Initially I thought of declaring a vector in the parameters block containing all the non-zero elements of the covariance matrix (for all blocks) and then place LKJ priors on the sub-matrices in the model block by means of a loop, something like the following:
parameters{
vector[npar] q; // npar is the total number of non-zero elements in the full covariance matrix
}
model {
for(i in 1:nblocks){
to_matrix(q[ks[i]:ke[i]],n[i],n[i]) ~ lkj_corr_cholesky(1);
// in the line above, 'ks' and 'ke' are vectors containing the first and last
// indices of the elements in 'q' corresponding to each block in the
// covariance matrix, whereas 'n' contains the number of rows (and columns) of each block. 'nblocks' is the number of blocks (~25).
}
}
Then, I would reassemble the full covariance matrix in the transformed parameters block. The code compiles ok but does not seem to work. So my question is, is there an elegant way to address this problem that does not involve declaring each sub-covariance matrix manually? Many thanks for any tips.
The index vectors ks and ke are set correctly. The code compiles ok, but upon running it throws an error stating that the “random variable is not lower triangular”. And indeed, if I print “to_matrix(q[ks[1]:ke[1]],n[1],n[1])” in the transformed parameters block, the output is a full matrix, which I fail to understand since I placed a lkj_corr_cholesky(1) prior on this matrix. Any hints on what I am doing wrong?
Ahh ok. I missed it the first time, but I think I know what’s going on. That’s helpful.
Yeah so the lkj_corr_cholesky(1.0) distribution is for matrices of the type cholesky_factor_corr[K] L;. This type represents correlation matrices that are Cholesky factored in to lower-triangular form.
What you have is just an ordinary matrix. So either you want to just use the regular lkj_corr() distribution on your matrices since they’re not lower-triangular, OR you should factorize your matrices using the Cholesky algorithm to make them lower-triangular.
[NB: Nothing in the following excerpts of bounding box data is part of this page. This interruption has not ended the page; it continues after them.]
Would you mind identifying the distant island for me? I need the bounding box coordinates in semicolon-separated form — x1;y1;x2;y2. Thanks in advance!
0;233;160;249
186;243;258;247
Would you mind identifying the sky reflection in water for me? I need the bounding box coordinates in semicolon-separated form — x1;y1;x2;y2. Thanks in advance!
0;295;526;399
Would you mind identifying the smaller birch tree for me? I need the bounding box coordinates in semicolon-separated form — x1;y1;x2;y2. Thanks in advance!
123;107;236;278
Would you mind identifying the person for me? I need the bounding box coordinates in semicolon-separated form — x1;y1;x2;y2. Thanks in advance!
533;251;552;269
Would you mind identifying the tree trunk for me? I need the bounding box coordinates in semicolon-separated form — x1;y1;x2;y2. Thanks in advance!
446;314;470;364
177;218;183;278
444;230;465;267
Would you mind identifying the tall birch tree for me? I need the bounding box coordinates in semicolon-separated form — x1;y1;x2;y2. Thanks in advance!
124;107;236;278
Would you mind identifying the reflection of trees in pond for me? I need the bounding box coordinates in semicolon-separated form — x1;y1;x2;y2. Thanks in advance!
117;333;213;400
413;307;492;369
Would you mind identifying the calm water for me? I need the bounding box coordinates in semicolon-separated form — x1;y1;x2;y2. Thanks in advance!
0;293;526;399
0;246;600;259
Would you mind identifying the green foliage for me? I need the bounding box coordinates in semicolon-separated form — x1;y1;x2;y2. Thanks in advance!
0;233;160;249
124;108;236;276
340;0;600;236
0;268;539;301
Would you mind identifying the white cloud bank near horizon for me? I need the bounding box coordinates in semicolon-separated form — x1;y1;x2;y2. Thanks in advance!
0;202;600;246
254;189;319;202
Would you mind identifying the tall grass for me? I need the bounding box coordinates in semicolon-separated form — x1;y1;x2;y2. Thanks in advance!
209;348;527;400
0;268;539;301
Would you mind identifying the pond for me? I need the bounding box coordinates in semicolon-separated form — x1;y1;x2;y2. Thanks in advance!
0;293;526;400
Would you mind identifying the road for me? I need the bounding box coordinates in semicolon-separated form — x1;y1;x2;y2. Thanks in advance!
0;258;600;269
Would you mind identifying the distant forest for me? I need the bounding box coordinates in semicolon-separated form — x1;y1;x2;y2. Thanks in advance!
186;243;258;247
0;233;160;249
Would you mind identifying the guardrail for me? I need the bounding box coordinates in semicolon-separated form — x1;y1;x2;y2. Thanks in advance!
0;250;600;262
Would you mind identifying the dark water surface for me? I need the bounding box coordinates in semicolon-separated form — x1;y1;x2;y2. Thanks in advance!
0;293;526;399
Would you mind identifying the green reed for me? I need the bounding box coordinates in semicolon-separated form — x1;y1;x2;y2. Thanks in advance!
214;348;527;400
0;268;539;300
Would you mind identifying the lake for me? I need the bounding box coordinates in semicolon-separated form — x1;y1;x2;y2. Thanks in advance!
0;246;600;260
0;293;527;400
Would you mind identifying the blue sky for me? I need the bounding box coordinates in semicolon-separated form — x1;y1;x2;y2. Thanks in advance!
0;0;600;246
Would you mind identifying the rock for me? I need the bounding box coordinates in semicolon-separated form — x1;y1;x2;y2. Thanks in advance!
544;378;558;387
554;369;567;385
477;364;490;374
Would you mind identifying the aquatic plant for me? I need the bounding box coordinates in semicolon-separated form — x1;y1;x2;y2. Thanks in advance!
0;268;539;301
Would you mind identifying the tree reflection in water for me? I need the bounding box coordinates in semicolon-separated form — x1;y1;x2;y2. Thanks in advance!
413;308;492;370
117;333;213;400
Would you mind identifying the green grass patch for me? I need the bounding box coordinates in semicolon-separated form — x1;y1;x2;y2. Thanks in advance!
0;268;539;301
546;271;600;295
So you your choices are:
model {
for(i in 1:nblocks){
to_matrix(q[ks[i]:ke[i]],n[i],n[i]) ~ lkj_corr(1);
}
}
OR
model {
for(i in 1:nblocks){
cholesky_factor_corr[n[i]] L = cholesky_decompose(to_matrix(q[ks[i]:ke[i]],n[i],n[i]) );
L ~ lkj_corr_cholesky(1);
}
}
According the Stan manual, the second is preferred, but I’m not sure why. I’d imagine numerical issues of keeping the matrix symmetric. @bgoodri would know more.
Edit: Oh I forgot to mention, and maybe you already did this. But to_matrix() fills by columns first. So make sure your input in the q vector is correctly ordered for that and make sure it will lead to symmetric matrices. You can check this with a simple print("Matrix Values: ", to_matrix(q[ks[i]:ke[i]],n[i],n[i])) statement.